USS Revenge

History

United States
- Acquired: by purchase, 1806
- Fate: Run aground, 9 January 1811

General characteristics
- Type: Schooner
- Length: 70 ft (21 m)
- Armament: 12 × 6 pdr (2.7 kg) guns

= USS Revenge (1806) =

The third Revenge was a schooner in the United States Navy during the years preceding the War of 1812.

==Early service==
The Navy purchased the Baltimore-built schooner Ranger at New Orleans in December 1806. She was renamed and commissioned as Revenge. In 1807 she was ordered to the Atlantic coast under the command of Lt. Jacob Jones, joining Commodore John Rodgers' New York Flotilla, which assembled shortly after the Chesapeake-Leopard Affair to protect shipping in the vicinity of the Hampton Roads. With the passage of Thomas Jefferson's Embargo Act on 22 December 1807, the flotilla established a blockade of the US coast to prevent foreign commerce.

==Later service==
In 1809, Lt. Oliver Hazard Perry relieved Jones in command of Revenge. The passage of the Non-Intercourse Act on 1 March 1809 had removed most restrictions on foreign commerce (excepting France and Britain, which were at war with each other), and the ship widened her area of operation, cruising south to the tip of Florida and north to the coast of New England.

In April 1810, the schooner entered the Washington Navy Yard for repairs. The following July, while cruising off Charleston, South Carolina, Revenge was ordered to Amelia Island, Florida, then Spanish territory, to free an American ship, Diana, which had been seized in Spanish waters and placed under British colors.
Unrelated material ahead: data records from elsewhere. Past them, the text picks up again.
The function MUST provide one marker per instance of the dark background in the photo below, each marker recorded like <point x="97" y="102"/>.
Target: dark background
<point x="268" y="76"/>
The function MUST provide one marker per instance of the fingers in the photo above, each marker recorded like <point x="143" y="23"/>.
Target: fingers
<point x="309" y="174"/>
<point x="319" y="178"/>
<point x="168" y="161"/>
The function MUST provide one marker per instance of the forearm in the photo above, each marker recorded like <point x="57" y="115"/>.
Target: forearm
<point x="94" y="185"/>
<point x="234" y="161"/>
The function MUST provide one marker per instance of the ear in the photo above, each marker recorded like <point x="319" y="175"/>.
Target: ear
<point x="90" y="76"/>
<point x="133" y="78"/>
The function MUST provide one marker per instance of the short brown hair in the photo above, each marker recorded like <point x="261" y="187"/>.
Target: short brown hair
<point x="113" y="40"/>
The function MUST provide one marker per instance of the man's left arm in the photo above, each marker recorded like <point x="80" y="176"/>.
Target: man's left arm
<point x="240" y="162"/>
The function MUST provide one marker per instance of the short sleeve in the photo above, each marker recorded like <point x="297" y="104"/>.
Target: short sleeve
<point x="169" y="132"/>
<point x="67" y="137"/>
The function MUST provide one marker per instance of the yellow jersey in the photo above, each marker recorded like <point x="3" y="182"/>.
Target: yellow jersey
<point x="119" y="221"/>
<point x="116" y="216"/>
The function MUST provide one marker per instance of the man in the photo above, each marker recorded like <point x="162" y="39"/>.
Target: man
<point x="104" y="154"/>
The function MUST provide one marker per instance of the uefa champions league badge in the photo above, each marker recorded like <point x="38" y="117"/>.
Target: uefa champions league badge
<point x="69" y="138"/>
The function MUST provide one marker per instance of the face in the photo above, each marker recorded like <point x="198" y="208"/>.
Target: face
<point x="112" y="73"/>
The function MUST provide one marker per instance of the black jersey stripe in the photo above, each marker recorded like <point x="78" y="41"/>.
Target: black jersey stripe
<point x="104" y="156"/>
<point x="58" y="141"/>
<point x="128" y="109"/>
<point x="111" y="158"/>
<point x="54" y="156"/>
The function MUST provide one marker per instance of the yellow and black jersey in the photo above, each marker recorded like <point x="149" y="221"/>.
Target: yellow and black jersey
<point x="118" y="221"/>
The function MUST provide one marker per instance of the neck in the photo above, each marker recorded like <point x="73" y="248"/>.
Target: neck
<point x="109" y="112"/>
Undaunted by the presence of two British warships, Perry boarded the ship, manned her with a prize crew, and sailed away.

==Wreck==
That winter, Revenge was charting coastal waters and harbours near Newport, Rhode Island, New London, Connecticut, and Gardiners Bay, Long Island, New York. On 9 January 1811, she ran aground on a reef off of Watch Hill, Rhode Island, while attempting to navigate a hazardous stretch of water known as 'The Race' in heavy fog. Cargo was unloaded onto other ships, and Revenge was pulled off the rocks. However, the tow rope parted and she began to drift, foundering, and eventually sank. The records maintained by the Department of the Navy consider her to have been abandoned.
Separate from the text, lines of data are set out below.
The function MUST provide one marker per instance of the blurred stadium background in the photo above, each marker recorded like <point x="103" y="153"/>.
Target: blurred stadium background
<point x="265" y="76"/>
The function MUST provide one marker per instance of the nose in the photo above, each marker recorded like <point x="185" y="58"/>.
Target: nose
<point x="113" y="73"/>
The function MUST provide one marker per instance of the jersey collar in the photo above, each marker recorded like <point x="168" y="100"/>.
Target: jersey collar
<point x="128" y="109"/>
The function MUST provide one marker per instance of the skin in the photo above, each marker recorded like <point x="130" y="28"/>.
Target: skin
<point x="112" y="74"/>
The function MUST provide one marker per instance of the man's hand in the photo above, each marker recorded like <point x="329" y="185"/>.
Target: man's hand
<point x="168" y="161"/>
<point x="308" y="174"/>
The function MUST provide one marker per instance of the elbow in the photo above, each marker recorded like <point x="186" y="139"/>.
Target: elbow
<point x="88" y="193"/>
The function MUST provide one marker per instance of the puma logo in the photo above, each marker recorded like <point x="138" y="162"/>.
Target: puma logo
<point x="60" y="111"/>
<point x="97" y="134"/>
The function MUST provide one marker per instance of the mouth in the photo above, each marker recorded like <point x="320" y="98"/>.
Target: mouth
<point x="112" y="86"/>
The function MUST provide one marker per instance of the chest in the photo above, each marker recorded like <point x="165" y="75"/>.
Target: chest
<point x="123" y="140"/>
Perry was cleared of responsibility for loss of the ship during the consequent court-martial proceedings. The court held the ship's pilot responsible for the wreck, as he had assured Perry of his ability to navigate Block Island Sound.

==Possible discovery==

On 7 January 2011, local divers Charles Buffum and Craig Harger announced the discovery of a shipwreck that matched the location and size of the sunken Revenge, including the sighting of cannons and an anchor. They had not, as of that date, been able to recover any artifact establishing the identity of the discovered vessel.

In February 2012, the US Navy sent researchers to map the wreck, along with experts from the Woods Hole Oceanographic Institution. The Navy declined to speculate on whether the ship really was Revenge, but a representative said that if it were, the ship would be "an incredibly important part of American history."